Selling and Purchasing Businesses
For business sales, acquisitions and mergers Hewetts have the experience and expertise to help you through the process. Acquiring or selling a company is a major process and requires considerable legal expertise, not just the preparing and drafting of documents, but also in advising on the easiest route forward given the myriad things that must be taken into account.
We can help by advising you on:
- Sale or assets purchase or share transfer.
- Sale of business with goodwill.
- Advice on warranties as to the financial status of the business and structuring of purchase price.
- Intellectual property (copyright, patent and trademark) issues arising from sales, acquisitions and mergers.
- Commercial property elements of the transaction.
- TUPE i.e the extent to which employees must be transferred to the new company.
- The introduction of new contracts of employment.
- Structuring of purchase price in the form of lump sum instalments, royalties.
Please contact Geoff Kew for further advice and assistance.
Frequently Asked Questions
1. Can I split the purchase price so that I pay for property and goodwill of the business separately?
Yes. It is a question of being realistic and this may have the impact of reducing any stamp duty payable on the property element of the acquisition. Sometimes a valuation is necessary to ascertain the correct price for the property goodwill, stock and other assets.
2. Should I sell or purchase the business as a transfer of shares or sale of assets?
This depends on the nature and structure of the business and usually whether or not you wish to continue with the trade name of the business. We will be able to advise you on this aspect.
3. Do all of the employees have to be transferred to the purchasing company?

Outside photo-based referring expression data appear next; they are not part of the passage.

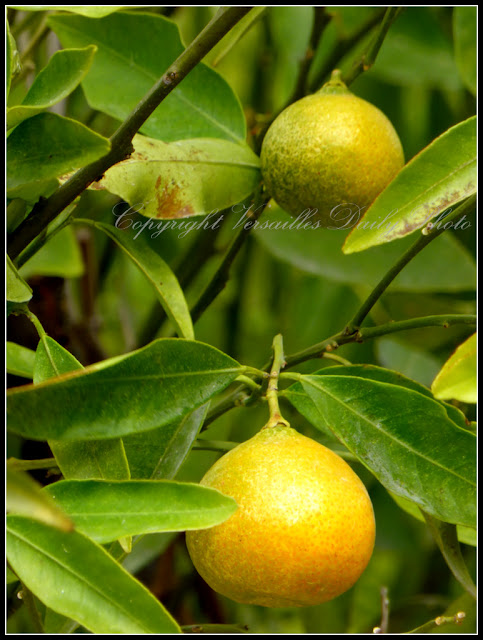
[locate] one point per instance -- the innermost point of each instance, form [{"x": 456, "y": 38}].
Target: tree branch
[{"x": 47, "y": 209}]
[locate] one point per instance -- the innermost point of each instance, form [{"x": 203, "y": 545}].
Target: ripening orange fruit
[
  {"x": 328, "y": 150},
  {"x": 304, "y": 529}
]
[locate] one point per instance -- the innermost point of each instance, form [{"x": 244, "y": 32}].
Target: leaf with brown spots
[
  {"x": 440, "y": 176},
  {"x": 185, "y": 178}
]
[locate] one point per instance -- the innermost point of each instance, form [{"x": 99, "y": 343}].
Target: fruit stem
[{"x": 272, "y": 390}]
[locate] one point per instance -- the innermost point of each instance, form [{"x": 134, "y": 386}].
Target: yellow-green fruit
[
  {"x": 304, "y": 529},
  {"x": 327, "y": 150}
]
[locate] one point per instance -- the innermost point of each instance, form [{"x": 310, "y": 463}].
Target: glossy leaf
[
  {"x": 104, "y": 511},
  {"x": 443, "y": 174},
  {"x": 78, "y": 459},
  {"x": 447, "y": 540},
  {"x": 379, "y": 374},
  {"x": 457, "y": 378},
  {"x": 465, "y": 44},
  {"x": 48, "y": 145},
  {"x": 25, "y": 497},
  {"x": 159, "y": 453},
  {"x": 53, "y": 83},
  {"x": 203, "y": 105},
  {"x": 444, "y": 265},
  {"x": 185, "y": 178},
  {"x": 405, "y": 438},
  {"x": 157, "y": 272},
  {"x": 80, "y": 580},
  {"x": 17, "y": 289},
  {"x": 20, "y": 360},
  {"x": 145, "y": 389},
  {"x": 60, "y": 257},
  {"x": 466, "y": 535}
]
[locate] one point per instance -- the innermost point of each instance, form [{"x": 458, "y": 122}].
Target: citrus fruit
[
  {"x": 304, "y": 529},
  {"x": 331, "y": 153}
]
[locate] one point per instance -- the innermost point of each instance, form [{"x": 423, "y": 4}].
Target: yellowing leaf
[{"x": 457, "y": 378}]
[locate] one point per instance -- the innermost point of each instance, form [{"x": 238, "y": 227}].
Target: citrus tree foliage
[{"x": 149, "y": 270}]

Transfer of Undertakings (Protection of Employment) Regulations (know as TUPE) are the Regulations that apply to transfer of any business. Generally speaking TUPE requires that employees follow the business i.e that they are not made redundant and that they are transferred to the purchasing company. They should be transferred on similar terms to their current employment and at the least under no worse terms. TUPE generally applies to sale of Share Agreements and Sale of Asset Agreements. We can advise you more specifically to the impact of TUPE upon the transaction.
4. Can you act for the seller and the purchaser of the business?

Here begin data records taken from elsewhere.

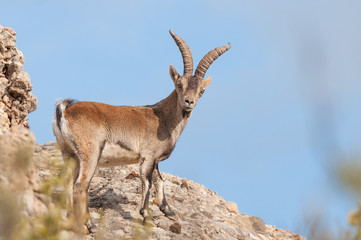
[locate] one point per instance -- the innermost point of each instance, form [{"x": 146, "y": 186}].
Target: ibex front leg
[
  {"x": 159, "y": 184},
  {"x": 146, "y": 171}
]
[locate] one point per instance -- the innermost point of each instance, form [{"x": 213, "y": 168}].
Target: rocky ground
[
  {"x": 114, "y": 198},
  {"x": 31, "y": 203}
]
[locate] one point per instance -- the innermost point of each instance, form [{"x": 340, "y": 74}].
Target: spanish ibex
[{"x": 145, "y": 135}]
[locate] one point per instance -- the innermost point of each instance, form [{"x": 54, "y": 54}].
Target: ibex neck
[{"x": 172, "y": 118}]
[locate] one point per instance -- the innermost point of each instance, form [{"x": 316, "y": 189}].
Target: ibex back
[{"x": 144, "y": 134}]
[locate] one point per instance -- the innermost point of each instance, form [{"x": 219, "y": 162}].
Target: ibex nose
[{"x": 189, "y": 101}]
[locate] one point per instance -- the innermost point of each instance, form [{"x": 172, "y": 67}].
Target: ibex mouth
[{"x": 187, "y": 108}]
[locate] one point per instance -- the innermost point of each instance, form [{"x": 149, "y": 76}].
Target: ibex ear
[
  {"x": 206, "y": 82},
  {"x": 173, "y": 73}
]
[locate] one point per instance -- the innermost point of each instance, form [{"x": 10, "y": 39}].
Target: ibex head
[{"x": 190, "y": 87}]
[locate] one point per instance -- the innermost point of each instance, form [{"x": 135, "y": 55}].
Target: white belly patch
[{"x": 115, "y": 155}]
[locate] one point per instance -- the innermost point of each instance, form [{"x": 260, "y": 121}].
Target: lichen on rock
[{"x": 16, "y": 100}]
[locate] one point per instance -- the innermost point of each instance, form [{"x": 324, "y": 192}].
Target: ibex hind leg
[
  {"x": 159, "y": 184},
  {"x": 146, "y": 171},
  {"x": 87, "y": 166}
]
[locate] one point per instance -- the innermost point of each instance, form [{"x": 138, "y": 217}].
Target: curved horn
[
  {"x": 208, "y": 59},
  {"x": 186, "y": 54}
]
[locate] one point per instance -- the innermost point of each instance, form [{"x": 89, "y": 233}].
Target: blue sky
[{"x": 283, "y": 104}]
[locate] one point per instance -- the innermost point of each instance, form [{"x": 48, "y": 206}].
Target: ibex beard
[{"x": 145, "y": 135}]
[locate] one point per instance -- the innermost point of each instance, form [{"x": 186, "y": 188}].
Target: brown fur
[{"x": 145, "y": 135}]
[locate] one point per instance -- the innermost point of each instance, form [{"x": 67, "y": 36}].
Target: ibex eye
[{"x": 179, "y": 86}]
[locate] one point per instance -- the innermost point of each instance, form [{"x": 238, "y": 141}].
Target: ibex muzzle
[{"x": 144, "y": 135}]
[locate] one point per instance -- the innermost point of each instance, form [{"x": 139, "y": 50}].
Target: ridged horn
[
  {"x": 186, "y": 54},
  {"x": 208, "y": 59}
]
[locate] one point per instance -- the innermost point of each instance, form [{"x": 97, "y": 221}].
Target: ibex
[{"x": 145, "y": 135}]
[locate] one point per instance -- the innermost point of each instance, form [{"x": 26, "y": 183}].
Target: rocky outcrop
[
  {"x": 16, "y": 100},
  {"x": 114, "y": 198},
  {"x": 32, "y": 185}
]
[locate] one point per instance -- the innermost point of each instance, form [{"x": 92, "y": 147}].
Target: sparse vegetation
[{"x": 15, "y": 222}]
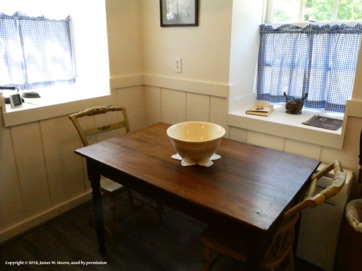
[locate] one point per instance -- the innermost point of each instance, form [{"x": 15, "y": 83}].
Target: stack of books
[{"x": 260, "y": 109}]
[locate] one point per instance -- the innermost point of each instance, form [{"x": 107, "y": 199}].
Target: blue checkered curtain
[
  {"x": 318, "y": 60},
  {"x": 35, "y": 52}
]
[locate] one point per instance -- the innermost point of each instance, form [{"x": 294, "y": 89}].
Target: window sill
[
  {"x": 281, "y": 124},
  {"x": 50, "y": 105}
]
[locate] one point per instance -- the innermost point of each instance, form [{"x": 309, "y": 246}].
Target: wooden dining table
[{"x": 247, "y": 189}]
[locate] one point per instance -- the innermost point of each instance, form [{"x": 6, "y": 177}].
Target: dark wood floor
[{"x": 68, "y": 242}]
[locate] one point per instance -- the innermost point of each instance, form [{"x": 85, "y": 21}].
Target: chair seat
[{"x": 109, "y": 185}]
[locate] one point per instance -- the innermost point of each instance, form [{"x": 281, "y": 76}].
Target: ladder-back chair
[{"x": 279, "y": 249}]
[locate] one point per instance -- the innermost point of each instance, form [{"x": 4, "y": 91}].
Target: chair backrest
[
  {"x": 282, "y": 238},
  {"x": 84, "y": 133},
  {"x": 311, "y": 200}
]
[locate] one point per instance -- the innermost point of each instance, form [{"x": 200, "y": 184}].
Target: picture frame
[{"x": 175, "y": 13}]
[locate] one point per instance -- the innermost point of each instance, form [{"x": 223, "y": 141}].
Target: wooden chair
[
  {"x": 107, "y": 186},
  {"x": 279, "y": 249}
]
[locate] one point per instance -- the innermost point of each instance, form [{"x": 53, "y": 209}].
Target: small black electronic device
[{"x": 15, "y": 100}]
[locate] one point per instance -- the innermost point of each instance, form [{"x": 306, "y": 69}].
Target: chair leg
[
  {"x": 112, "y": 219},
  {"x": 206, "y": 259},
  {"x": 159, "y": 208},
  {"x": 291, "y": 264},
  {"x": 130, "y": 197}
]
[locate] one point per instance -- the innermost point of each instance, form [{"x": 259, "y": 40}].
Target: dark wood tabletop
[{"x": 248, "y": 188}]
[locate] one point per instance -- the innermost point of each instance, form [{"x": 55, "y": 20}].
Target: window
[
  {"x": 320, "y": 60},
  {"x": 35, "y": 51},
  {"x": 313, "y": 10}
]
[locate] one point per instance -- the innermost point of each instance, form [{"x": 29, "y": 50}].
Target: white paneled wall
[{"x": 41, "y": 177}]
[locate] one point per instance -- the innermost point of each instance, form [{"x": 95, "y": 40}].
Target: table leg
[{"x": 94, "y": 178}]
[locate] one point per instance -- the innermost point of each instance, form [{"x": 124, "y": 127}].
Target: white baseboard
[{"x": 40, "y": 218}]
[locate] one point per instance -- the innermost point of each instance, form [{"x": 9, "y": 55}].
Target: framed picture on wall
[{"x": 179, "y": 12}]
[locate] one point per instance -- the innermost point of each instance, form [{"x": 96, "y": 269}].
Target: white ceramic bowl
[{"x": 195, "y": 140}]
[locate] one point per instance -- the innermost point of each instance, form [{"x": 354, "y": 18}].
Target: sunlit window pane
[
  {"x": 350, "y": 10},
  {"x": 318, "y": 10},
  {"x": 285, "y": 11}
]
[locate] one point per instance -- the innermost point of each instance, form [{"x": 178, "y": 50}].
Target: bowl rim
[{"x": 201, "y": 122}]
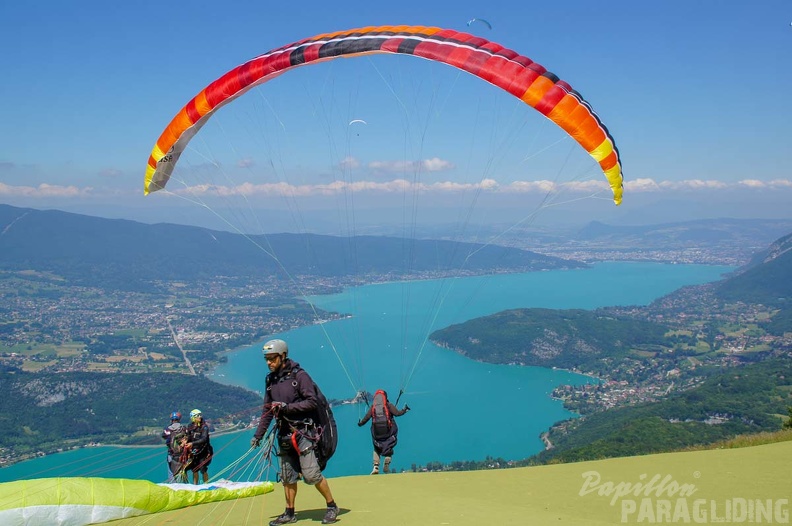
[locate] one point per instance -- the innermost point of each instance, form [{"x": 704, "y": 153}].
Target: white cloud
[
  {"x": 692, "y": 184},
  {"x": 435, "y": 164},
  {"x": 399, "y": 185},
  {"x": 111, "y": 172}
]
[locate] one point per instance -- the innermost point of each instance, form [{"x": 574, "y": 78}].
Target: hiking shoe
[
  {"x": 331, "y": 515},
  {"x": 283, "y": 518}
]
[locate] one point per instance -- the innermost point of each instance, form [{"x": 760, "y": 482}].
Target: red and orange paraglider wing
[{"x": 502, "y": 67}]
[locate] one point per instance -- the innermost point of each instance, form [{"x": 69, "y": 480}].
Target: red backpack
[{"x": 381, "y": 419}]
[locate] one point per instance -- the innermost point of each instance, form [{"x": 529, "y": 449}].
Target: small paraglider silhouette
[
  {"x": 361, "y": 121},
  {"x": 470, "y": 22}
]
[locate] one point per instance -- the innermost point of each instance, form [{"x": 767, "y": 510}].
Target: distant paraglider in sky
[{"x": 481, "y": 20}]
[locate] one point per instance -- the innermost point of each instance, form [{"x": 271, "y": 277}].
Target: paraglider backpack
[
  {"x": 381, "y": 419},
  {"x": 328, "y": 431},
  {"x": 175, "y": 443}
]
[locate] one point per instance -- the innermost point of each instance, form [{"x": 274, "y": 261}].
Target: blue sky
[{"x": 695, "y": 93}]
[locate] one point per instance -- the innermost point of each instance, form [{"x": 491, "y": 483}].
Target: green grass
[{"x": 563, "y": 494}]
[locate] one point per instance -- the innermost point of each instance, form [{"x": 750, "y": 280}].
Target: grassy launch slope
[{"x": 701, "y": 486}]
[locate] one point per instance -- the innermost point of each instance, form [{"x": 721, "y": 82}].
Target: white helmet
[{"x": 276, "y": 347}]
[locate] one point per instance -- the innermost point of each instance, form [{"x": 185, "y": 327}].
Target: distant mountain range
[
  {"x": 729, "y": 232},
  {"x": 128, "y": 255}
]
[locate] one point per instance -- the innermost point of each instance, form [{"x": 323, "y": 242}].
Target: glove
[{"x": 278, "y": 406}]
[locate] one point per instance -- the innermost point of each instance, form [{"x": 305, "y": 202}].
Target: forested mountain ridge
[
  {"x": 569, "y": 339},
  {"x": 125, "y": 254},
  {"x": 766, "y": 279},
  {"x": 750, "y": 399}
]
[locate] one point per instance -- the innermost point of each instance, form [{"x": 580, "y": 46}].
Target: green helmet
[{"x": 276, "y": 347}]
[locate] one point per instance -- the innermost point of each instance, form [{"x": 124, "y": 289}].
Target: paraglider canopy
[
  {"x": 481, "y": 20},
  {"x": 504, "y": 68}
]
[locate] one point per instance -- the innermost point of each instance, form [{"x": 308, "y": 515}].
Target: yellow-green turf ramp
[{"x": 728, "y": 486}]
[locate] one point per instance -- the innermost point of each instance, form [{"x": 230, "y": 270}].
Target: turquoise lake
[{"x": 461, "y": 409}]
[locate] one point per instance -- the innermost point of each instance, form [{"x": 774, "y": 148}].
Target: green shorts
[{"x": 293, "y": 463}]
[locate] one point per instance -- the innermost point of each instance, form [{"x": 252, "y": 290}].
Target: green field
[{"x": 750, "y": 484}]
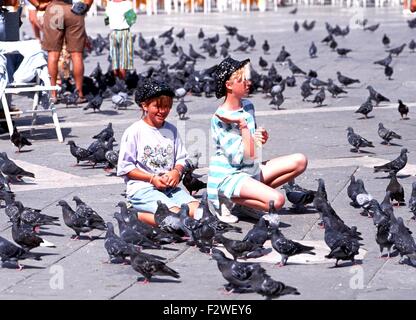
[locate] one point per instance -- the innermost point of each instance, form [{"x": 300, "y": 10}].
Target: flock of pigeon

Usually it is not possible to do this as a conflict of interest would arise. It is usual that the purchaser’s solicitor will prepare the business purchase contract and the seller’s Solicitor will approve the same, making appropriate amendments.
5. What is due diligence and who undertakes it?
Due diligence is the process by which thorough investigation into the business is made before committing to purchase. This includes enquiries about the financial status of the business the customers of the business the employees of the business and the contractual relationships of the business. Ordinarily this is carried out by the purchaser’s Solicitor but can be carried out by the purchaser himself with the assistance of his accountant in certain circumstances.
6. Will I have to pay stamp duty on the acquisition of the business?
If the business includes the transfer of a property then stamp duty may be payable depending upon the value of the property.
7. I am selling my business and would like to be reemployed by the purchaser as a consultant for a fixed term. Is this possible?
It is quite normal that the seller acts as a consultant for 2 or 3 years under a fixed term employment contract to assist the smooth transition of the business from the seller to the purchaser.